I understand that if I have a disability, and need accommodation in any step of the hiring process, or to
assist me in any demonstration (required of all applicants for the job) of qualifications to perform the duties of the job for which I am applying, I should inform the Personnel Office. Failure to notify Marquette County Medical Care Facility may preclude any claim that the Facility failed to reasonably accommodate my disability.
Any misrepresentation in this application or other information submitted by me, any refusal by me to sign
lawfully required releases, consents, or waivers, and any failure by me to properly complete any lawfully required forms (I-9, W-4, etc.) may result in cancellation of this application for employment and/or separation from Marquette County Medical Care Facility's employ, if I have been employed.

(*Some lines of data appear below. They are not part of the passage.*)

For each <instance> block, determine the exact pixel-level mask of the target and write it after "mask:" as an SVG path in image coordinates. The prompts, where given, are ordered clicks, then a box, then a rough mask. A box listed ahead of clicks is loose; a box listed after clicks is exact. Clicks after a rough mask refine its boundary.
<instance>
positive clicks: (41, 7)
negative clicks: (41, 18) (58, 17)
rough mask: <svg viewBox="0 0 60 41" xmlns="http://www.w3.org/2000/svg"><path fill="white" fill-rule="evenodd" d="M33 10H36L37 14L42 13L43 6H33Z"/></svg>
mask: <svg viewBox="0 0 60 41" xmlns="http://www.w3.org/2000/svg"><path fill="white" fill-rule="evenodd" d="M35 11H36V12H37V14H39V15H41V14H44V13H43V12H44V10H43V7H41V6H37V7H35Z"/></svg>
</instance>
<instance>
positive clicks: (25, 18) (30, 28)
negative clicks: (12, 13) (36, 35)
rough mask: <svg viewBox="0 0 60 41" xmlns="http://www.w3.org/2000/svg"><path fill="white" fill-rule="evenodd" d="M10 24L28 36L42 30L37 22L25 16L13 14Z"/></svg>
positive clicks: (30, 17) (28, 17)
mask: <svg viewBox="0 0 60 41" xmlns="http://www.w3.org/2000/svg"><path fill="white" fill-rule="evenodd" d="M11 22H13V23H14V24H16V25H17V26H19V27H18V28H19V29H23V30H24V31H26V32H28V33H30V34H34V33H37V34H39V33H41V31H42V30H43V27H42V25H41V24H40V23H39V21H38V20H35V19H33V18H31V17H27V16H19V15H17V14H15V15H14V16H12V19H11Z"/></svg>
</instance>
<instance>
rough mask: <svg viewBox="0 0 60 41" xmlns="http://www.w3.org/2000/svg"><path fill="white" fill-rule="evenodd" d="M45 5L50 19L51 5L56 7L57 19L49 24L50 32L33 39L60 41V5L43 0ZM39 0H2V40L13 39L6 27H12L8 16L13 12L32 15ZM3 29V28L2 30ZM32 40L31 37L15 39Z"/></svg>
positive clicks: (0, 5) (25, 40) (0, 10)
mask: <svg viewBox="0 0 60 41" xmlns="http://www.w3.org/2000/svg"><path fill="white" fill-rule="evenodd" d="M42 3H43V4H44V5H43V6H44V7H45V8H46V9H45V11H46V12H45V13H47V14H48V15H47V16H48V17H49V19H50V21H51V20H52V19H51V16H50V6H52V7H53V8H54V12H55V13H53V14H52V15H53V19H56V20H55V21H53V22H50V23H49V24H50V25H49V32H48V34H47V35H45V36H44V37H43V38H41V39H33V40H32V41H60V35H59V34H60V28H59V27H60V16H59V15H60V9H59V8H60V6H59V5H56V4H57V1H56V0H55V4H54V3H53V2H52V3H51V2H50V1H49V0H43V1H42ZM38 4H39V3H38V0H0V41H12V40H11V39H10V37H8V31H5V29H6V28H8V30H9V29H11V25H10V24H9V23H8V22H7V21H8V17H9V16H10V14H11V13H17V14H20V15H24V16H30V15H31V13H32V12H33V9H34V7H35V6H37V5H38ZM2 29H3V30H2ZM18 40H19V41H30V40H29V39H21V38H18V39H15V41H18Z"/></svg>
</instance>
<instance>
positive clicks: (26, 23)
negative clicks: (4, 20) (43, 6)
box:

I acknowledge that consideration for employment is contingent upon the results of a reference and background check and, if I am offered employment, that my employment is conditional until the results of any required criminal records checks and/or post-offer physicals are known. I hereby consent to required fingerprinting and criminal records checks and, should I be offered employment, to required post-offer physicals, including drug screening. I authorize you to investigate the truthfulness of all statements in this application or in connection with any post-offer physicals, to contact former employers and other listed references or any other persons who can verify information, and to discuss the results of any investigation with the employees of Marquette County Medical Care Facility involved in the hiring process. I give my consent for all contacted persons to provide any information concerning this application, including any postoffer physicals, and authorize release of information concerning disciplinary action without any obligation to give me written notice of such disclosure. I agree to execute any lawful releases, consents and waivers required by you. I hereby release you and any other person from any liability whatsoever as a result of such
inquiries and disclosures.
I certify that I have read and understand the above stated policies and that I will, if I accept employment with
Marquette County Medical Care Facility, comply with these and all other Facility policies, rules and regulations. Unless otherwise provided in writing, my employment and compensation can be terminated, with or without cause, and with or without notice, at any time, at the option of either Marquette County Medical Care Facility or myself. I understand that no representative of Marquette County Medical Care Facility, except by specific written authority of the Administrator, has authority to enter into any agreement of any specified time or make any agreement contrary to the foregoing.
INCOMPLETE APPLICATIONS WILL NOT BE CONSIDERED.
This application will be kept on active file for six (6) months.